In a dissenting opinion joined by two fellow conservative justices, Justice Clarence Thomas wrote that the administration’s decision to terminate DACA was not illegal.
"Today's decision must be recognized for what it is: an effort to avoid a politically controversial but legally correct decision," Thomas wrote.
Justice Brett Kavanaugh, one of two Trump appointees on the bench, issued a separate dissent, writing that the “only practical consequence” of the court’s decision “appears to be some delay.”
In a statement, acting Homeland Security Secretary Chad Wolf criticized the court’s decision but did not indicate whether his department would reconsider the issue.
“DACA recipients deserve closure and finality surrounding their status here in the U.S.,” Wolf said. “Unfortunately, today’s Supreme Court decision fails to provide that certainty."
Thursday's decision was the second time in nearly a year that Roberts and the four liberal justices have ruled against a controversial Trump administration policy. Last year, the court forced the administration to back off plans to add a citizenship question on the 2020 census.
Criticizing the court’s decision as “highly political,” Trump wrote on Twitter that he wanted a “legal solution on DACA,” and that in light of the ruling, “we have to start this process all over again.”
“The DACA decision, while a highly political one, and seemingly not based on the law, gives the President of the United States far more power than EVER anticipated,” Trump tweeted. “Nevertheless, I will only act in the best interests of the United States of America!”
Slamming the Supreme Court’s rulings against his administration as “horrible & politically charged,” Trump, who often brags about appointing conservative federal judges, wrote, “We need more Justices or we will lose our 2nd. Amendment & everything else.”

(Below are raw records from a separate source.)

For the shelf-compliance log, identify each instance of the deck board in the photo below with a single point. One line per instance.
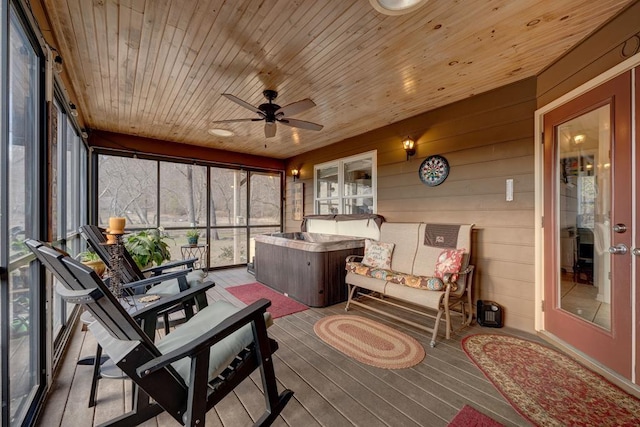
(330, 388)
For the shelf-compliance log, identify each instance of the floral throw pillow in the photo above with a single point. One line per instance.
(377, 254)
(449, 261)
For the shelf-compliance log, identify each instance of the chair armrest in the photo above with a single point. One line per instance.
(253, 313)
(159, 269)
(155, 279)
(171, 301)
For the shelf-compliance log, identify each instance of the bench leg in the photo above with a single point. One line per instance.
(351, 290)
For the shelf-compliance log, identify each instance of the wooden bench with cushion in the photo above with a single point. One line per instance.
(425, 265)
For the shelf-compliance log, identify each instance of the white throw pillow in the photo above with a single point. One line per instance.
(377, 254)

The American Civil Liberties Union applauded the ruling.
"The Supreme Court rightly ruled in favor of over 700,000 citizens in waiting, their families, and our country's future. The courts and the American people agree: It's time for President Trump and [adviser] Stephen Miller to end their crusade against Dreamers and immigrants writ large," Andrea Flores, the ACLU's deputy director of immigration policy, said in a statement.

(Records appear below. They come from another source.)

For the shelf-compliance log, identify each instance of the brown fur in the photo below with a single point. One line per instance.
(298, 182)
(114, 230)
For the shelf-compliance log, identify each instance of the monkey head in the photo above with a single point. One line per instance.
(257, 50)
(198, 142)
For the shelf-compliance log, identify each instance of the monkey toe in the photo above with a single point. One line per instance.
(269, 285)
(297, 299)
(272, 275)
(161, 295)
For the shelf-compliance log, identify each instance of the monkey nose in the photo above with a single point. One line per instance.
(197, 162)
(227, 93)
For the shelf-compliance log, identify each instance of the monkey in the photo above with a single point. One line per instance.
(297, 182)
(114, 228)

In a post on Twitter, Obama praised the ruling, saying, "Eight years ago this week, we protected young people who were raised as part of our American family from deportation. Today, I'm happy for them, their families, and all of us. We may look different and come from everywhere, but what makes us American are our shared ideals."

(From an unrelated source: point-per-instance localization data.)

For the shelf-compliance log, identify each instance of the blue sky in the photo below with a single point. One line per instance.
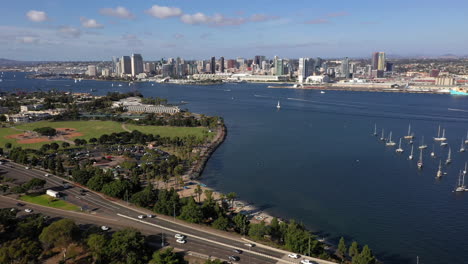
(100, 29)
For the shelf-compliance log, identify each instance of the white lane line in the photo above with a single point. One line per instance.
(204, 239)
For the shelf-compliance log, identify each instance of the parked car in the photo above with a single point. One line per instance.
(179, 236)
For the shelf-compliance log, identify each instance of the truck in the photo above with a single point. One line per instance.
(53, 193)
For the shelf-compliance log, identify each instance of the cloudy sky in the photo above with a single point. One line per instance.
(196, 29)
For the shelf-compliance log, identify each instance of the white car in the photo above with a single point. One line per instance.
(179, 236)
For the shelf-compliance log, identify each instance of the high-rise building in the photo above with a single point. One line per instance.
(137, 64)
(125, 65)
(375, 60)
(213, 65)
(345, 68)
(221, 64)
(92, 70)
(381, 65)
(279, 67)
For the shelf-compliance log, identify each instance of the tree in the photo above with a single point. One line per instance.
(97, 244)
(198, 191)
(365, 257)
(353, 249)
(191, 212)
(59, 234)
(342, 248)
(166, 256)
(222, 223)
(20, 250)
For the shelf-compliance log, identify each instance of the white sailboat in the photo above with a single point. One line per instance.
(422, 146)
(449, 157)
(439, 171)
(382, 138)
(409, 136)
(399, 149)
(390, 143)
(461, 183)
(420, 164)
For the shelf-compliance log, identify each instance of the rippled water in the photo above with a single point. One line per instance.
(315, 160)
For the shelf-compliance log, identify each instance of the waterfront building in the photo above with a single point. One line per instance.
(92, 70)
(381, 65)
(125, 65)
(375, 60)
(221, 64)
(137, 64)
(213, 65)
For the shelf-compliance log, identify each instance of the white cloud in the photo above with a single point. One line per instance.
(68, 32)
(119, 11)
(90, 23)
(215, 20)
(28, 40)
(164, 11)
(37, 16)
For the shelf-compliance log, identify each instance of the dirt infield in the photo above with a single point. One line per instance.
(32, 137)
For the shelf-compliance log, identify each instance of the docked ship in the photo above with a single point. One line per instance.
(459, 91)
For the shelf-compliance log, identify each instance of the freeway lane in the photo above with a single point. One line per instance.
(102, 207)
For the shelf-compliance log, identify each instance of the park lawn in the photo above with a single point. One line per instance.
(49, 201)
(169, 131)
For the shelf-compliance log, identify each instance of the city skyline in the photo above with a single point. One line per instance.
(54, 30)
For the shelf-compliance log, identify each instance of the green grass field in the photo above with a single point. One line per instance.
(96, 128)
(46, 200)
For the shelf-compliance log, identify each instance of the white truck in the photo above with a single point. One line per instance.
(53, 193)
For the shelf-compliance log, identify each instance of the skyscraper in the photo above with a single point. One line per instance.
(137, 64)
(221, 64)
(375, 60)
(213, 65)
(125, 65)
(381, 65)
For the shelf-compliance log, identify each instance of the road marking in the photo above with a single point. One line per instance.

Anxious DACA recipients reacted with shock and relief to the news.
“I’m stunned,” said Jirayuth Latthivongskorn, a DACA recipient and one of the plaintiffs in the three consolidated lawsuits heard by the Supreme Court. “And I’m trying to process all of this and what it means to me personally, to thousands of people, to the immigration rights movement in the U.S. because this is the first major victory, at this level, since Trump became president.”
Latthivongskorn, 30, came to the United States from Thailand in 1999, two years after his parents moved to California, found work in restaurants and overstayed their visas. California is home to nearly 190,000 DACA recipients, according to Center for American Progress.
In 2012, Latthivongskorn applied for DACA protection. He attended two prestigious universities – University of California at Berkeley and Harvard University – before receiving his medical degree from USFC Medical School as the first undocumented immigrant in the school’s 155-year history.
“We got the DACA program because we fought for it and we won today because we fought for it in the past few years,” Latthivongskorn said. “Even just a few months ago, the COVID-19 pandemic has shown that thousands or tens of thousands of DACA recipients are essential workers. They are farm workers. They work in groceries stores. They are doctors, nurses and paramedics.”
According to the Center for American Progress, more than 200,000 DACA recipients have worked on the front lines of the response to the coronavirus pandemic.
VOA Thai Service’s Warangkana Chomchuen contributed to this article.